CVS has come under fire for asking employees covered under the company’s health care plan to disclose a range of personal information — from their weight to glucose levels — or face a financial penalty. But that company is far from the only one pushing workers to reveal detailed medical information.
As health care costs tick up and employers rush to comply with new requirements tied to President Obama's Affordable Care Act, many companies are asking their workers (and in some cases, workers' spouses) to undergo rigorous health care screenings aimed at encouraging healthier living — and boosting the company’s bottom line.
CVS Caremark introduced the health screening this year, and fines employees $600 if they don't comply. When news of the screening came out this week, the company was slammed on social media. But CVS isn't alone in using money to encourage employees to stay fit or aware of their health.
At Home Depot, for example, workers covered by the company insurance plan are encouraged to fill out on an online questionnaire and take a “hidden health risk screening” that measures their waistline, triglycerides, HDL cholesterol, blood pressure and glucose levels. They're also given targets: Women should aim for a waistline under 35 inches, while men should try to stay below 40 inches. While no one is required to participate, those who do (regardless of whether or not they hit their targets) can earn an extra $25 every two weeks. Spouses covered by the plan can also participate.
Some companies use data gathered from these tests to drive decision-making about the sort of health services they provide their employees, while others use it for targeted outreach, said Julie Stone, a senior consultant at Towers Watson.
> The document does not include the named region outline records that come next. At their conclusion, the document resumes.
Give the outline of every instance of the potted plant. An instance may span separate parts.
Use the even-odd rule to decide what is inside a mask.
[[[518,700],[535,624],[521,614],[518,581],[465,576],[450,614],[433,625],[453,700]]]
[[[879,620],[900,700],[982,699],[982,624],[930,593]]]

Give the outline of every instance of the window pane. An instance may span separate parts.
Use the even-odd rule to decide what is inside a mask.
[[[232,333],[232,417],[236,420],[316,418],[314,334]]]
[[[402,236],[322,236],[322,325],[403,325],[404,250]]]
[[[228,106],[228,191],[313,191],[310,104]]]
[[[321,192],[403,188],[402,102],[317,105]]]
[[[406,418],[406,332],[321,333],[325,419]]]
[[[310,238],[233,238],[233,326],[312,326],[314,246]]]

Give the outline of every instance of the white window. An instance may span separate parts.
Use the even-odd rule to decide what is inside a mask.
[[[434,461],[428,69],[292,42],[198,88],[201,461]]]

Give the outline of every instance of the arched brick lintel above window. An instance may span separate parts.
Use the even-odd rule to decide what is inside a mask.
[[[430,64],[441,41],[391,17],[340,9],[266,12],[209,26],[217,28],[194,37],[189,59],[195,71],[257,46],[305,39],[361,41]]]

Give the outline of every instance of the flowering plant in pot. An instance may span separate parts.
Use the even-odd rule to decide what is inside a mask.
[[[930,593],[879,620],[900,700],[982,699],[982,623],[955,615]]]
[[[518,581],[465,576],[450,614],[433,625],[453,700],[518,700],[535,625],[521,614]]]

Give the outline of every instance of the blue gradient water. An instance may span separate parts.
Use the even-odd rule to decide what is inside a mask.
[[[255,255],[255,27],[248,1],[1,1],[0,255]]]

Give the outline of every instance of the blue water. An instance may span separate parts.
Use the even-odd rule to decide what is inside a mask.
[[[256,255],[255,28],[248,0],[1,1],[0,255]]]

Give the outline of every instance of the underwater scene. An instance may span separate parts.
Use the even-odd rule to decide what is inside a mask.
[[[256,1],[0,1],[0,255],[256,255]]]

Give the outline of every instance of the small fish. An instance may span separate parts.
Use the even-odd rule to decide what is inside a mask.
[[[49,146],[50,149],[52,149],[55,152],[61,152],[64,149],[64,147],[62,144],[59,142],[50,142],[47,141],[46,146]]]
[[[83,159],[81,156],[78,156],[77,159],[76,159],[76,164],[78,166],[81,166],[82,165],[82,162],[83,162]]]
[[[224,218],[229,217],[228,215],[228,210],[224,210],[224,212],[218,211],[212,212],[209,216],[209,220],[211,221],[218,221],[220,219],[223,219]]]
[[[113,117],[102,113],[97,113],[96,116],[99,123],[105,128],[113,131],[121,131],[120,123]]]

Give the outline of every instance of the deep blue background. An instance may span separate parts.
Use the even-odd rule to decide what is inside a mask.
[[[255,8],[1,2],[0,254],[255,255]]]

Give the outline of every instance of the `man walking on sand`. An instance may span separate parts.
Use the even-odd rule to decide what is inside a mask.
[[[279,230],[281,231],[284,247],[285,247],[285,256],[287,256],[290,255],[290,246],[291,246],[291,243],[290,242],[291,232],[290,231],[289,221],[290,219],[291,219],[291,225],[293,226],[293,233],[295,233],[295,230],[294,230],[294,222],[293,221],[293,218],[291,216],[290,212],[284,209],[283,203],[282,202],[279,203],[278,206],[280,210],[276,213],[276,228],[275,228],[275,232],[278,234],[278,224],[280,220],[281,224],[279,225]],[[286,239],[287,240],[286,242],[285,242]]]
If a person is significantly overweight, for example, he or she may receive information about weight loss programs.
The idea is that employees, inspired either by the promise of extra cash or the threat of losing cash, will work harder to be healthier. And healthier employees are both more efficient and cost the company less money.
While health care costs have always been an important consideration for executives, they've become an even bigger priority since the Supreme Court upheld the president's health care overhaul law last year. In 2018, a provision of the law will kick in that taxes companies 40% for any coverage that exceeds a certain threshold — $10,200 for individuals or $27,500 for families each per year.
To avoid the tax, employers are encouraging their workers to lead healthier lifestyles, and are asking them to pay more for their health coverage.
“I absolutely believe that’s one of the root drivers for more of these companies looking at [health screenings] now,” said Stone. “It’s a really steep tax … I don’t know a single CFO who would say, ‘Sure, I’ll pay that tax, no problem.'”
More than two-thirds of employers already offer financial rewards to encourage workers to participate in health and wellness programs, according to a survey released earlier this year by Towers Watson/National Business Group on Health. Sixteen percent of the 583 employers polled said their companies use rewards or penalties to gather specific biometric information from their workers, and another 31 percent said that they were considering implementing such a strategy for 2014.
Companies emphasize that medical data collected during these screenings is intended to improve employee health and not to make employment decisions, though privacy advocates are wary.
Home Depot, which describes its health program as "win/win," assures employees in a health guide posted to its website that the company "will not have access to your results and your results will have no effect on your employment or your medical coverage."
CVS Caremark said in a statement that "all personal health data from these screenings are collected and reviewed by a third party administrator" and that the data "is never shared with CVS Caremark."
Dr. Deborah Peel, the founder of Patient Privacy Rights, expressed doubts about CVS's assurances.
"There's no chain of custody for health data," she told the Boston Herald. "So there's no way to verify that they don't really look at it."